GM: Do you fall for it?
Cleric: No.
GM: I have to ask.
Cleric: I charge her.
GM: Good call.
GM: Wait, this is going to be funnier than I'd realised a second ago.
GM: Dex check to let go of the rope promptly.
Princess: Uh...
Mate: Um...
GM: OK, dex check not to be yanked short by the tether and have your feet go flying comically out from under you.
Cleric: Does a critical fumble pass?
GM: OK, two more sentences of monologue.
Cleric: Handaxe. Face.
GM: She waves the plot object and it teleports her away instants...
GM: ... *rolls* ...
GM ...before the axe passes right through her fading visage. It shatters the rock behind her head.
GM: It was a really near thing. She genuinely could have failed that check.
GM: Wait, oops, she had a parrot who was sarcastic all the time.
GM: That was going to be really funny.
GM: But I completely forgot.
GM: Damnit.


GM: You get a bunch of misc treasure. We'll work out what later.
GM: And some xp. We'll work out what later.
GM: About 2/3 of the way to level 3.
GM: You get back to the ship safe.
GM: With the prisoner, with no more unfortunate encounters.
GM: And close off any other loose ends.
GM: The captain is grateful.
GM: And, I devoutly hope, don't get into any more combats until you rest tonight, because I don't want to start the next session trying to remember how many hit points you have now.

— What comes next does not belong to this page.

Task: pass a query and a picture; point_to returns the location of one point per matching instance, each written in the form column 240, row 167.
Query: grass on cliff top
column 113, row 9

[1] This occasion that was actually ok, it was just a bit slow playing it out while we were still getting familiar with the movement rules. But I remember the last session I GM'd with other people, years ago, the party also nearly all died charging headlong into a defended barricade. Somehow I seem to have a pattern of setting those situations up at the wrong time.

Date: 2017-05-02 08:46 am (UTC)
ghoti_mhic_uait: (Default)
From: [personal profile] ghoti_mhic_uait
It's not so much that my character likes animals as that out of character I noticed the looks of horror on the faces of a group full of vegetarians when my reaction to killing the seals was 'we can eat them, bag them up'. Apparently none of y'all go 'well, it's dead anyway, we might as well eat it'.

Date: 2017-05-04 05:00 pm (UTC)
rysmiel: (Default)
From: [personal profile] rysmiel
That reminds me of the time Dragon did an April 1st version of one of their "Ecology of.." articles (which were usually quite to very useful articles about specific monsters) in which a bunch of kobolds were figuring out the ecology of the adventurer, and concluded that by their hunting patterns each adventurer obviously needs to eat about nine hundred pounds of meat per day.